Author nameNikolaos Nikoloutsakos
TitleDeploying Scalable Deep Learning on HPC Infrastructure
Year2018-2019
Supervisor

Christos Tryfonopoulos

ChristosTryfonopoulos

Summary

The aim of this thesis is to explore ways to parallelize/distribute deep learning in multi-core and distributed systems and compare the tools used for deploying models at scale. Models get deeper and more compute intensive as they tackle more complex tasks, and while the volume of training data is increasing, the training time may be prohibitively long. In Deep Learning it is hard to know in advance which ideas will work, typically researchers aim at trying out many different solutions in the shortest possible period of time. One way to speed up training is to use hardware accelerators such as GPUs or TPUs. To go even faster we can train a model across multiple machines each equipped with multiple hardware accelerators. In this thesis we describe the problem from a theoretical perspective, approaches for its parallelization as well as with benchmark datasets on a real HPC system. To achieve the distribution of the training step there are two principal implementations commonly known as model parallelism and data parallelism. For the benchmarking tools implementations we focus in the Data Parallelism approach that is supported from widely used frameworks such as Tensorflow, PyTorch and Horovod. We also present our work while training a DL model with distributed training frameworks, with the aim to provide means for efficient resource utilization, when scaling out.
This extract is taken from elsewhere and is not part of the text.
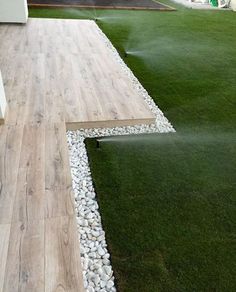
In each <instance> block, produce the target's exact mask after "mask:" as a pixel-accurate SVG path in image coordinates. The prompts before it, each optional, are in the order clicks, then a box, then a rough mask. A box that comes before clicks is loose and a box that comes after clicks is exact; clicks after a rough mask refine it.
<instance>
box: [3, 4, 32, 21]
mask: <svg viewBox="0 0 236 292" xmlns="http://www.w3.org/2000/svg"><path fill="white" fill-rule="evenodd" d="M27 19H28V7H27V0H0V22H18V23H26V22H27Z"/></svg>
In our benchmarks, we evaluate performance of the parallel models in terms of predictive accuracy of the model and in the computational speed of the process such as speedup, efficiency and scalability. We also experiment with the model quality implications of naively scaling out in deep learning vs. scaling out utilizing the linear scaling rule and learning rate warmup methods. The tools and methods utilized in our benchmarks, enabled us to efficiently scale out a 1000 class image classification problem to 16 GPU workers, without degrading the resulting model quality.